O argumento interno que Raskólnikov, protagonista de Crime e Castigo, de Dostoievsky, usa para justificar o assassinato de Alyona Ivanovna que ele está prestes a cometer, é que assim ele estará livrando o mundo de uma ser desprezível responsável apenas por malfeitos.
Alyona Ivanovna era uma senhora mesquinha, que vivia de comprar e vender bens de quem caiu nos infortúnios da vida e de fazer empréstimos a juros extorsivos. Era uma agiota inescrupulosa, daquelas que tinha prazer em usar a miséria alheia como escada para patamares mais altos de acúmulo de riqueza própria e, no caminho, ia deixando um rastro incalculável de pobreza e sofrimento.
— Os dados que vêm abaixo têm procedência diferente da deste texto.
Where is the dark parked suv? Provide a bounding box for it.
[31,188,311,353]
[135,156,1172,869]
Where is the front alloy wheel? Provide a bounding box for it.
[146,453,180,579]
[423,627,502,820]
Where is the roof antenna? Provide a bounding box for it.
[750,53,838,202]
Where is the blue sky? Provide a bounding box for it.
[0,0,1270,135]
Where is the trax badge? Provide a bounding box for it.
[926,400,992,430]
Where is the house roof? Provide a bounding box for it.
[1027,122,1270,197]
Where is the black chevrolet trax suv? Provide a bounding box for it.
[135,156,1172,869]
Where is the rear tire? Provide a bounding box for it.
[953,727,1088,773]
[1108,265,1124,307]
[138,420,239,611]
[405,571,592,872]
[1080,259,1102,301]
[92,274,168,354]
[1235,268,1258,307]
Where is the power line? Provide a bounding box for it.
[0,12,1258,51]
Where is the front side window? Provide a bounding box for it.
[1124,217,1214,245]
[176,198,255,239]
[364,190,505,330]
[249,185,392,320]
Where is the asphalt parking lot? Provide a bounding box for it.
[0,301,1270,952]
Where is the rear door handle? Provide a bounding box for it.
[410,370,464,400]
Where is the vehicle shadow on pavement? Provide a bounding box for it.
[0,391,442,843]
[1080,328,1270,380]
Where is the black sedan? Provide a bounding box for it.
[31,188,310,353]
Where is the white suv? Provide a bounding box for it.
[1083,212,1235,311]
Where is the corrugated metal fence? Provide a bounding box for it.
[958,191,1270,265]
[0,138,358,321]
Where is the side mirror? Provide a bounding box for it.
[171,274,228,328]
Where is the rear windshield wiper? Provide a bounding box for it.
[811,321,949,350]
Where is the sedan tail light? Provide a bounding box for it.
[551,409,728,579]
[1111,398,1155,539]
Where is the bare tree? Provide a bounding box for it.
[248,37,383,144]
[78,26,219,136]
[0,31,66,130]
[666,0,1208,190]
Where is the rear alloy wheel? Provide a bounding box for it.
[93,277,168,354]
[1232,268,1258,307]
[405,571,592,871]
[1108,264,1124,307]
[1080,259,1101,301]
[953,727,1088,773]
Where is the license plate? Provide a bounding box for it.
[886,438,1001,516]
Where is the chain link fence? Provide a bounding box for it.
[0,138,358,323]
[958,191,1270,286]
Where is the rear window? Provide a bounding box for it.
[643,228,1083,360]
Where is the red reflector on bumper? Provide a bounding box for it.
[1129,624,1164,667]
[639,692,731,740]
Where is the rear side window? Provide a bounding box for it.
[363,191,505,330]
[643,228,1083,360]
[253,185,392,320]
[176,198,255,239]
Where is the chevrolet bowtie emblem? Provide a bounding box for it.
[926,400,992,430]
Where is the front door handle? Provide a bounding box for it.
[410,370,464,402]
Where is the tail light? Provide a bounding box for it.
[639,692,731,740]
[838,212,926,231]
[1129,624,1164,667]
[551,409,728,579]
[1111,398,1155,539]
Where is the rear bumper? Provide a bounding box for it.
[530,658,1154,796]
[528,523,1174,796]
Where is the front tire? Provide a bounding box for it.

Juros extorsivos? Uma passagem do livro esclarece isso: “ela chega a cobrar de 5 a até 7% ao mês!”, desabafam, espantados, alguns de seus conhecidos.
Juros 5 a 7% ao mês era algo considerado extorsivo até para patamares de agiotas russos do século XIX.
No Brasil, a taxa de juros do cheque especial fechou 2016 em 314,51%. A do cartão de crédito, em 453,74%.
E nós seguimos tocando as nossas vidas como se tudo fosse normal.
A literatura, às vezes, nos traz revelações estonteantes sobre nós mesmos. Essa é uma delas: sabe-se lá como ou por quê mas, ao longo do tempo, nós nos transformamos em uma sociedade inteiramente composta de pacatos imbecis.